First he talked about the Big Piney elk herd, with a record high of 4,500 elk, leading to proposals of extending some seasons plus “substantial adjustments” to the Upper Hoback elk cow-calf Type 6 licenses.
Wyoming Range mule deer “have had a tough go of it the last six years with bad winter losses,” he said.
In Green River hunt areas 134 and 135, Fralick said, antlered deer will change from four points to three points per side or a whitetail deer “to protect younger bucks.”
Currently, Game and Fish biologists are assisting with a University of Wyoming study of a focal herd. Researchers put radio collars on 65 mule deer fawns and 65 2-year-old does between Kemmerer and Star Valley.
“As of yesterday (March 21) morning, 87 percent of the fawns had died,” Fralick reported, or 58 of the 65 collared. Of the 65 does, 27 percent or 15 of the 65 does had died.
A man asked if biologists made a winter mortality count of uncollared deer; Clause said those numbers weren’t back yet.
Clause said the December fawn ratio will be compared to April numbers as mule deer leave their winter ranges and are “reclassified” or recounted to figure a total fawn loss.
“We’re going to lose one-third of the fawns there every year, anyway,” he noted.
Fralick said not all fawns will die even if all of the collared fawns do – “There are 29,000 deer in the Wyoming Range.
People questioned the biologists closely about hunt areas 144 and 145 opening and closing dates and spoke for and against extending a season. More hunters would crowd into one hunt area if the other closed early, reducing everyone’s chances of a successful hunt, one man stated.
Another asked about feeding deer; a LaBarge landowner suggested knocking snow off sagebrush so mule deer could browse better.

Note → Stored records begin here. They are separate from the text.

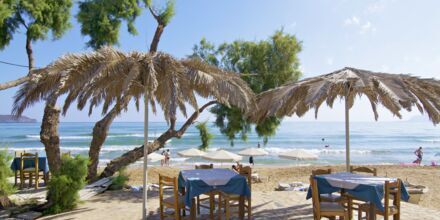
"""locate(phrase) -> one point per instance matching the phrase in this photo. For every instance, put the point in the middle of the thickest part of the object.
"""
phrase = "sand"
(267, 203)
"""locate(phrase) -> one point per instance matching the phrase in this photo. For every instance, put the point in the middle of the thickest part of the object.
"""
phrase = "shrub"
(5, 187)
(66, 183)
(119, 181)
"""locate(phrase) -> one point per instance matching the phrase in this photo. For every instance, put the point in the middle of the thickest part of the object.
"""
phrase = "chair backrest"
(19, 152)
(247, 172)
(363, 170)
(169, 181)
(315, 195)
(204, 166)
(321, 172)
(392, 190)
(28, 157)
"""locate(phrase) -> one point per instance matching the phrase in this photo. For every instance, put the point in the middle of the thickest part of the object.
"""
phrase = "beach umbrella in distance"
(154, 157)
(253, 152)
(394, 91)
(192, 152)
(222, 156)
(298, 154)
(108, 77)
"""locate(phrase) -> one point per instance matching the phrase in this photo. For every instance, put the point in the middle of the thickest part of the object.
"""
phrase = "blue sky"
(392, 36)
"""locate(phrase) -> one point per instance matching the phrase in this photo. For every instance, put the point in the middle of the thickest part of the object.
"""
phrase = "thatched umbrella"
(394, 92)
(108, 76)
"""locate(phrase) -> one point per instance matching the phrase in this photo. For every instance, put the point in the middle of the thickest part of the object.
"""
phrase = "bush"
(5, 171)
(66, 183)
(119, 181)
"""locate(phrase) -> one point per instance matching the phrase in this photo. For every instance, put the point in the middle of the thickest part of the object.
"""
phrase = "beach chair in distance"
(205, 196)
(366, 170)
(392, 190)
(29, 172)
(235, 199)
(17, 171)
(176, 201)
(325, 209)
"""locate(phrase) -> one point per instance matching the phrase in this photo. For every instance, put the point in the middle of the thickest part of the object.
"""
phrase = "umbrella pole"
(144, 203)
(347, 131)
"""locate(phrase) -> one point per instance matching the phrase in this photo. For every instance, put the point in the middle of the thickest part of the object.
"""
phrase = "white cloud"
(352, 21)
(329, 61)
(376, 7)
(367, 27)
(363, 26)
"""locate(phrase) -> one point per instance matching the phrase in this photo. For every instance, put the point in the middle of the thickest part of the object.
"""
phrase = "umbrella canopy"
(192, 152)
(253, 152)
(222, 156)
(394, 92)
(110, 77)
(298, 154)
(153, 157)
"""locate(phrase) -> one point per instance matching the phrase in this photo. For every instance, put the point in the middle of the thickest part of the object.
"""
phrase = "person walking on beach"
(251, 160)
(167, 157)
(419, 154)
(162, 162)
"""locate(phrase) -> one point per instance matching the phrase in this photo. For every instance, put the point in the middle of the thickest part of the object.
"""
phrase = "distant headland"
(13, 119)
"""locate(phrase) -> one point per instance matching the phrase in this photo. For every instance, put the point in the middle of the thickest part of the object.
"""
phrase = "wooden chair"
(325, 209)
(366, 170)
(207, 196)
(363, 170)
(235, 199)
(29, 172)
(176, 201)
(17, 171)
(328, 197)
(392, 190)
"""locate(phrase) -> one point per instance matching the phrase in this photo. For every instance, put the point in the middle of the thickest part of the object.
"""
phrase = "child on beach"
(419, 154)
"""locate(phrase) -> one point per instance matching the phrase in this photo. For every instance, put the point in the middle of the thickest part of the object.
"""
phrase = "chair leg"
(227, 208)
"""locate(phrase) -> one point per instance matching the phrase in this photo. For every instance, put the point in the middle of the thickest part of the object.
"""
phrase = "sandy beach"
(267, 203)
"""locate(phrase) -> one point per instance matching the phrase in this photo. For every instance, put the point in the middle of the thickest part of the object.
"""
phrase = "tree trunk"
(137, 153)
(100, 131)
(49, 134)
(14, 83)
(30, 53)
(156, 38)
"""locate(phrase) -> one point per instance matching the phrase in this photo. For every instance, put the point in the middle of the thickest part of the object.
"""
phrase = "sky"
(389, 36)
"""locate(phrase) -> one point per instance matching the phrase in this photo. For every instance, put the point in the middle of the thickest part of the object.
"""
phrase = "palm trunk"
(100, 131)
(137, 153)
(49, 134)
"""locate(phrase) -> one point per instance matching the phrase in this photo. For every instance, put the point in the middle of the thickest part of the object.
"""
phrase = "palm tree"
(394, 92)
(110, 77)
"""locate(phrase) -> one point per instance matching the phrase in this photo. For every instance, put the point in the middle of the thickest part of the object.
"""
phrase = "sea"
(371, 142)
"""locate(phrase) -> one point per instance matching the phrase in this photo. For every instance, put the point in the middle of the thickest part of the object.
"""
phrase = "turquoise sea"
(371, 142)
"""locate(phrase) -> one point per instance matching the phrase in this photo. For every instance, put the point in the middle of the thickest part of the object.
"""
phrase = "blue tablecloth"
(194, 186)
(42, 164)
(363, 187)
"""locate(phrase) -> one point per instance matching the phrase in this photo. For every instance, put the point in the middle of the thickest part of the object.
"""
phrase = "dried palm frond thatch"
(394, 91)
(107, 76)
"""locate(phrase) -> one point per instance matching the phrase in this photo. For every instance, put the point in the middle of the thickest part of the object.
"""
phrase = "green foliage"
(66, 183)
(265, 65)
(119, 181)
(101, 20)
(205, 136)
(37, 17)
(5, 187)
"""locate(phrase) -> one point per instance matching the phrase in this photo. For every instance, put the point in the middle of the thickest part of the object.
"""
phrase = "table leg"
(241, 207)
(211, 205)
(372, 214)
(193, 210)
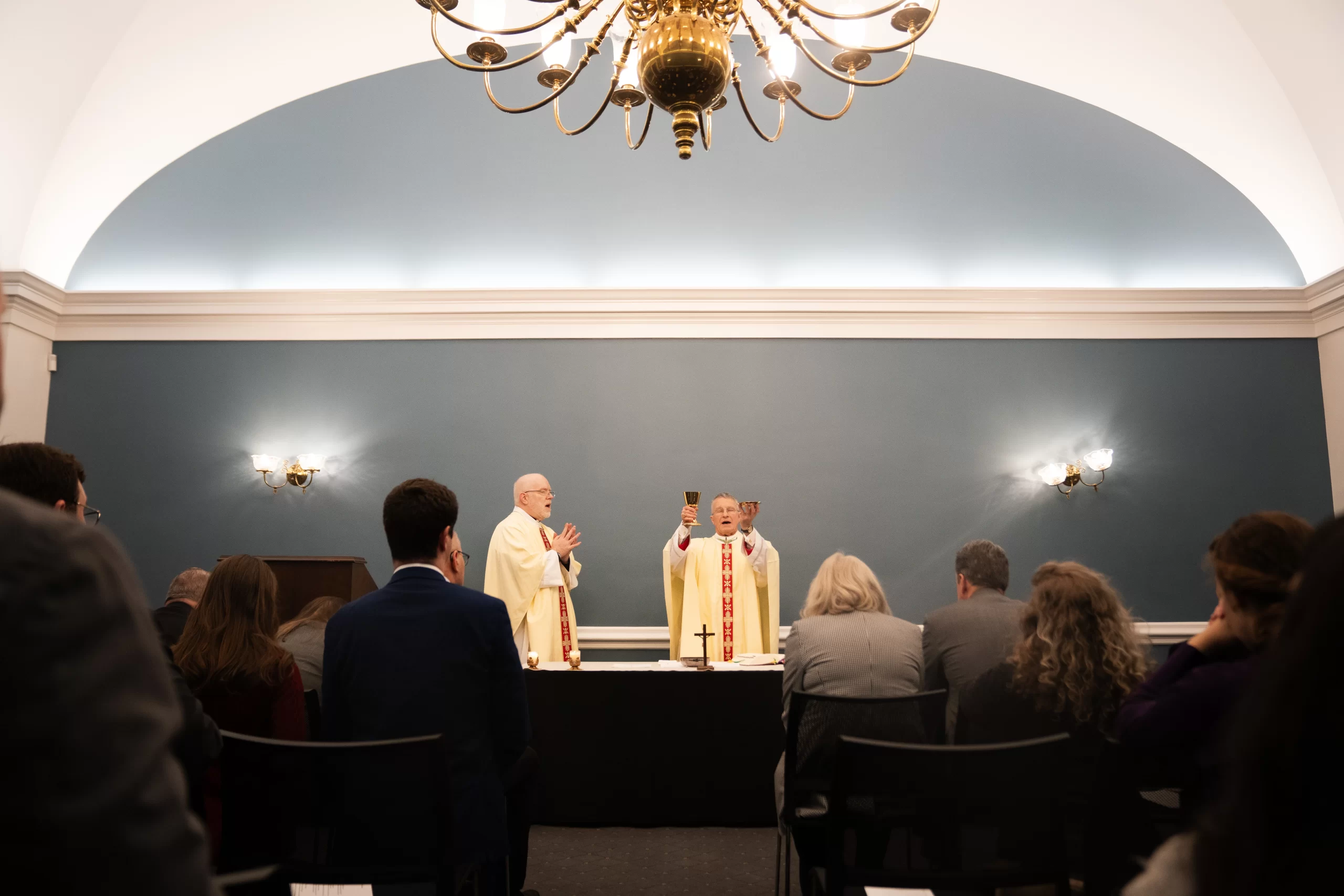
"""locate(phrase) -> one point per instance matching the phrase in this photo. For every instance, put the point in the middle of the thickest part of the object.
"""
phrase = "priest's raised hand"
(729, 582)
(533, 568)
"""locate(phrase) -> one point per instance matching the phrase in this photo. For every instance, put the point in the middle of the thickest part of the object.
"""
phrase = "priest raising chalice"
(729, 581)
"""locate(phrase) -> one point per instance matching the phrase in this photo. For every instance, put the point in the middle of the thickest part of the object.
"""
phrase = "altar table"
(631, 745)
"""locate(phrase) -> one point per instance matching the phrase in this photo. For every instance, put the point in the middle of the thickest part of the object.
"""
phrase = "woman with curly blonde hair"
(1077, 661)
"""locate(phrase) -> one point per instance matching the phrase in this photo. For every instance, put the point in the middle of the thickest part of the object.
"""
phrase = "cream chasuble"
(524, 573)
(728, 583)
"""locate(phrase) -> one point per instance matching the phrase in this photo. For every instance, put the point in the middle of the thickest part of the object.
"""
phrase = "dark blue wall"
(897, 450)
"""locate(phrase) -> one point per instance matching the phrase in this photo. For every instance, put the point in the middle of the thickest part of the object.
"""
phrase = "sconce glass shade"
(267, 462)
(1098, 460)
(312, 462)
(1054, 473)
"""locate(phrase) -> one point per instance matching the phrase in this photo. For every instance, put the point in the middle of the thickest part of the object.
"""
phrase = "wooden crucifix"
(705, 642)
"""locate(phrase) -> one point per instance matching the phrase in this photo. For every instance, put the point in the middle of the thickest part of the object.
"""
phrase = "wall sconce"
(299, 473)
(1072, 475)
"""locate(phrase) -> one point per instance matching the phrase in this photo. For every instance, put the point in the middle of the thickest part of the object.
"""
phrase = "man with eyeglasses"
(94, 801)
(533, 570)
(46, 475)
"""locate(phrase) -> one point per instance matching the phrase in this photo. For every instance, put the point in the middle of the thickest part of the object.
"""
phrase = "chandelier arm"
(558, 11)
(792, 10)
(644, 133)
(589, 50)
(466, 66)
(606, 101)
(812, 112)
(857, 82)
(737, 85)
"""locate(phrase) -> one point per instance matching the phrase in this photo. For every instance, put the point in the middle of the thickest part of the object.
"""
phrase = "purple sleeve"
(1182, 703)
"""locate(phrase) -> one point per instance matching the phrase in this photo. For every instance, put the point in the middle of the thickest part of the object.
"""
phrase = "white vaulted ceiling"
(96, 100)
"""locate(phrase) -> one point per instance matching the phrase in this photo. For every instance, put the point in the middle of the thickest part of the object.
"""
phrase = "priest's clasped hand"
(566, 541)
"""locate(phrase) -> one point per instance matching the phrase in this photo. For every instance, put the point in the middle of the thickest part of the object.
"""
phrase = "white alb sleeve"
(676, 553)
(760, 550)
(553, 571)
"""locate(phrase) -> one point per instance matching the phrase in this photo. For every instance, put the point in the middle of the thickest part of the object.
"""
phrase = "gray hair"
(187, 585)
(844, 583)
(984, 565)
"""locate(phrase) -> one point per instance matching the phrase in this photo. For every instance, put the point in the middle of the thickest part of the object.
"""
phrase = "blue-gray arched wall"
(896, 450)
(952, 176)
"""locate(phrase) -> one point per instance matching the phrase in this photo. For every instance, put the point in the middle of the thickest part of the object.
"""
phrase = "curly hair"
(1079, 656)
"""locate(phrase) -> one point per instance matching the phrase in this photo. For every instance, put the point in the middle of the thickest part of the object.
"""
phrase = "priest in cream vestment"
(533, 570)
(729, 582)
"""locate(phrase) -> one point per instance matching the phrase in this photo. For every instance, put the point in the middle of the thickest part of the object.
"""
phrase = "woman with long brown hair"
(1077, 661)
(229, 655)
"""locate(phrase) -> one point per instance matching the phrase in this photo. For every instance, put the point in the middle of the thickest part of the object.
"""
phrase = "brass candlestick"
(692, 500)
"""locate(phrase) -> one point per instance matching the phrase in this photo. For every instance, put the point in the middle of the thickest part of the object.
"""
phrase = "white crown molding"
(656, 637)
(785, 313)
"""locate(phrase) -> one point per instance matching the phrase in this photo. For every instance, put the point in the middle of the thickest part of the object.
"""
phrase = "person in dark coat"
(183, 596)
(425, 655)
(1175, 721)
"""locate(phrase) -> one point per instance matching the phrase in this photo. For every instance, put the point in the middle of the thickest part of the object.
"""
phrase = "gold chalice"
(692, 500)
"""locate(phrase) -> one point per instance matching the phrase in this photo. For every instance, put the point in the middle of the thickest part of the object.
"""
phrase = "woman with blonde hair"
(1077, 661)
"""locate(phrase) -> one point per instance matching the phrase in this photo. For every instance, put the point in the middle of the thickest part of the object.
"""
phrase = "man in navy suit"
(426, 656)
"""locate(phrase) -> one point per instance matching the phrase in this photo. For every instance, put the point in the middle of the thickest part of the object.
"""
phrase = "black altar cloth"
(656, 749)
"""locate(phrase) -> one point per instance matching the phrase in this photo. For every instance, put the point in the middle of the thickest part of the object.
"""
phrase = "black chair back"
(365, 812)
(920, 816)
(816, 723)
(313, 710)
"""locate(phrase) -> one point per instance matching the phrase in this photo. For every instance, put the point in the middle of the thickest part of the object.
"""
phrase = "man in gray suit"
(94, 803)
(970, 637)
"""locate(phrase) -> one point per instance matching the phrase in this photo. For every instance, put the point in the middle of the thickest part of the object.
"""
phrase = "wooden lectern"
(301, 579)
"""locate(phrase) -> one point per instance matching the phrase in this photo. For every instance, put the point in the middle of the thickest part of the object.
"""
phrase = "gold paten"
(683, 56)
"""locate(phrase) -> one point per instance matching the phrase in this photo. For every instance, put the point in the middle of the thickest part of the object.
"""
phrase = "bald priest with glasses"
(728, 582)
(533, 570)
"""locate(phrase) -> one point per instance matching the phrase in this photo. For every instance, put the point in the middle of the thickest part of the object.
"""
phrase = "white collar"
(530, 518)
(420, 566)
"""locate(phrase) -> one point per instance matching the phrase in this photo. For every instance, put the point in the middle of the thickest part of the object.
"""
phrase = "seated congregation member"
(183, 597)
(1276, 828)
(230, 657)
(1077, 661)
(93, 800)
(965, 640)
(56, 479)
(306, 635)
(1175, 719)
(426, 656)
(847, 644)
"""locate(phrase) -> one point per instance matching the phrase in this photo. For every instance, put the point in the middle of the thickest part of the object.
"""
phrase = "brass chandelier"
(676, 56)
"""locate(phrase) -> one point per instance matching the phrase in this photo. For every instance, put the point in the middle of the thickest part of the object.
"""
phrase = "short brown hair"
(41, 472)
(414, 513)
(232, 635)
(1256, 561)
(984, 565)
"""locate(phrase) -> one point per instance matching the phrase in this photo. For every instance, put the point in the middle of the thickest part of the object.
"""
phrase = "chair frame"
(838, 879)
(932, 710)
(339, 873)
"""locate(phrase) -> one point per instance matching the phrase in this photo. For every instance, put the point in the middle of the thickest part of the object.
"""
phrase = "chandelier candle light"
(676, 56)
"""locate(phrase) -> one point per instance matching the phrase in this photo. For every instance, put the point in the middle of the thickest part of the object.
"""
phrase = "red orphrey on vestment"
(728, 601)
(566, 644)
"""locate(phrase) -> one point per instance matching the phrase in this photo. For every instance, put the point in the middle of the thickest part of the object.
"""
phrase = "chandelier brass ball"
(685, 65)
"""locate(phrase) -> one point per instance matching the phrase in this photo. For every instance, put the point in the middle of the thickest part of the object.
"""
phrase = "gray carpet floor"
(652, 861)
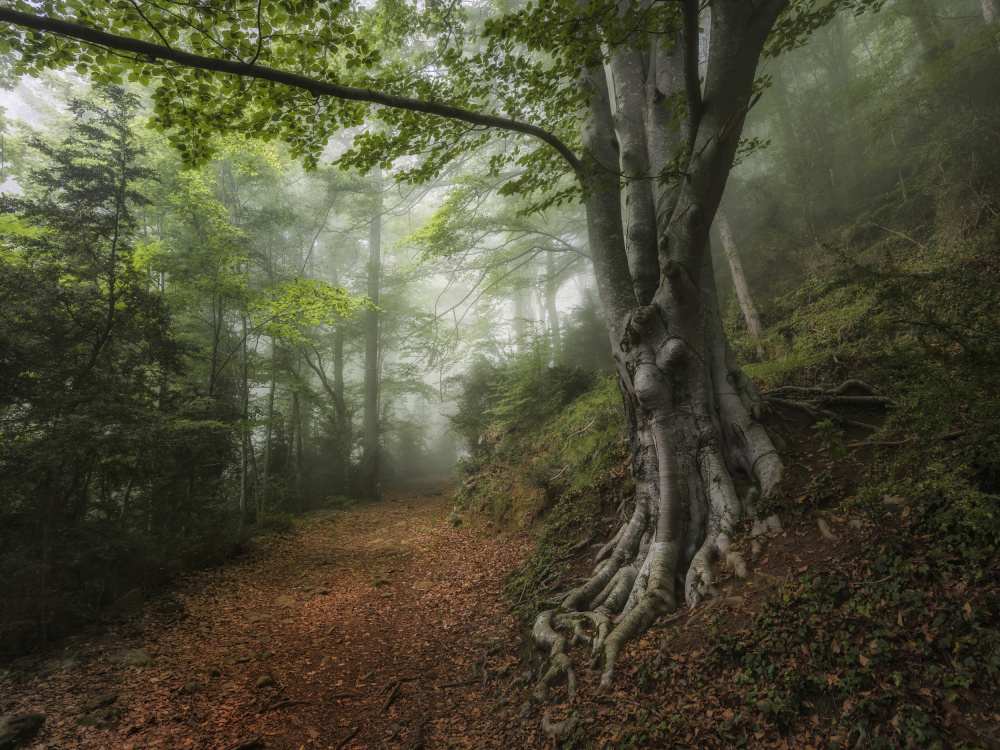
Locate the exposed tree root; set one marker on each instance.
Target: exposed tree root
(810, 401)
(558, 729)
(694, 424)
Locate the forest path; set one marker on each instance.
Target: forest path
(366, 625)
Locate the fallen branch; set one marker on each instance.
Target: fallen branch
(895, 443)
(247, 744)
(456, 684)
(286, 704)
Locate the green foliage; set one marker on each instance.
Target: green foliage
(885, 648)
(104, 485)
(518, 397)
(562, 475)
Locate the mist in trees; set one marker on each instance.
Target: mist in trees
(259, 331)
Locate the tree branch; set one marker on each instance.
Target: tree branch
(155, 52)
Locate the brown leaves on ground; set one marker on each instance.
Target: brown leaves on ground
(362, 629)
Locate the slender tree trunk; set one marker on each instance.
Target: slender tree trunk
(268, 430)
(749, 309)
(343, 416)
(551, 289)
(370, 471)
(244, 409)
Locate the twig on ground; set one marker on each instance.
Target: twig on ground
(392, 696)
(348, 738)
(247, 744)
(417, 740)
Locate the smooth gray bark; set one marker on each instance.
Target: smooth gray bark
(551, 289)
(693, 414)
(732, 250)
(370, 461)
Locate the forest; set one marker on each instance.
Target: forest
(592, 374)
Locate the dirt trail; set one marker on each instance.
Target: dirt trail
(365, 626)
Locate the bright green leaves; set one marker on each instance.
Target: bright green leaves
(289, 307)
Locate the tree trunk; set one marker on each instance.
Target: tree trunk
(991, 11)
(693, 414)
(268, 430)
(732, 250)
(523, 314)
(370, 465)
(244, 409)
(551, 289)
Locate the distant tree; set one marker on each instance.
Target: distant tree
(661, 143)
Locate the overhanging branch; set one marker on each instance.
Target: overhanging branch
(154, 52)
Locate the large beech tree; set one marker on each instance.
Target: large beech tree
(620, 110)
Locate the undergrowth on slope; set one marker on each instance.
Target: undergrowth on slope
(559, 476)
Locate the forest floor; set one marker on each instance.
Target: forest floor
(385, 627)
(353, 631)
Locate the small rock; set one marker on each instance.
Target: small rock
(108, 714)
(100, 702)
(18, 728)
(191, 687)
(132, 657)
(824, 529)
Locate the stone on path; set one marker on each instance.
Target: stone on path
(18, 728)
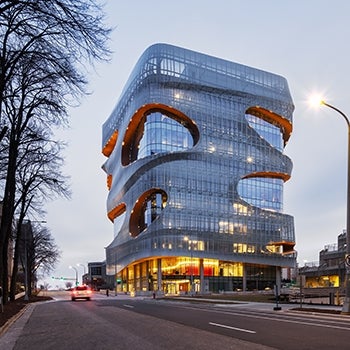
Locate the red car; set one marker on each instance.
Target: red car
(81, 292)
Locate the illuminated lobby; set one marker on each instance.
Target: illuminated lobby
(196, 169)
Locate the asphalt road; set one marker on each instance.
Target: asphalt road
(137, 323)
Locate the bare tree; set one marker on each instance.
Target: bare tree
(46, 46)
(38, 178)
(39, 250)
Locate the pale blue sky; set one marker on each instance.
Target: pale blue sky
(306, 41)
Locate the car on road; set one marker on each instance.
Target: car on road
(81, 292)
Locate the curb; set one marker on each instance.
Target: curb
(13, 319)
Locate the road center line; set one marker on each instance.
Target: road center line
(230, 327)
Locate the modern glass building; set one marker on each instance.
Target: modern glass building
(195, 171)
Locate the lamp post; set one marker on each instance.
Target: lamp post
(82, 277)
(190, 246)
(346, 304)
(76, 274)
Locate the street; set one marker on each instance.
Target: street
(143, 323)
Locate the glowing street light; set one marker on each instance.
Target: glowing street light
(76, 274)
(82, 277)
(346, 304)
(190, 246)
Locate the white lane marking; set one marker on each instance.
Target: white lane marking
(230, 327)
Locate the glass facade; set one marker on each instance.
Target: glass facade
(196, 169)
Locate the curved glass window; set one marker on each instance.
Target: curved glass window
(265, 193)
(163, 134)
(118, 223)
(146, 210)
(269, 132)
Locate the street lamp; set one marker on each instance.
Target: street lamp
(76, 274)
(82, 277)
(346, 304)
(190, 246)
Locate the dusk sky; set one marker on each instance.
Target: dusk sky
(307, 42)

“I would like to see more emphasis on winter habitat improvement (than harvest),” one said, asking Game and Fish to consider “new thinking.”
Habitat biologist Troy Fieseler reviewed winter and transitional habitat projects, with a focus on 2022 “landscape scale” cheatgrass treatments on private, Forest Service and state lands. Next year, the Bureau of Land Management expects to begin using a more effective herbicide, he said.
“We’re not in the business of game farm animals,” Clause replied.
A LaBarge man pointed out wildlife crossings, particularly at Dry Piney, “have 10-foot fences and corridors drifted in with snow,” suggesting snow removal before spring.
Lund offered to share several states’ research into artificially feeding deer and antelope, for example. “We also do a lot of work on transitional ranges.”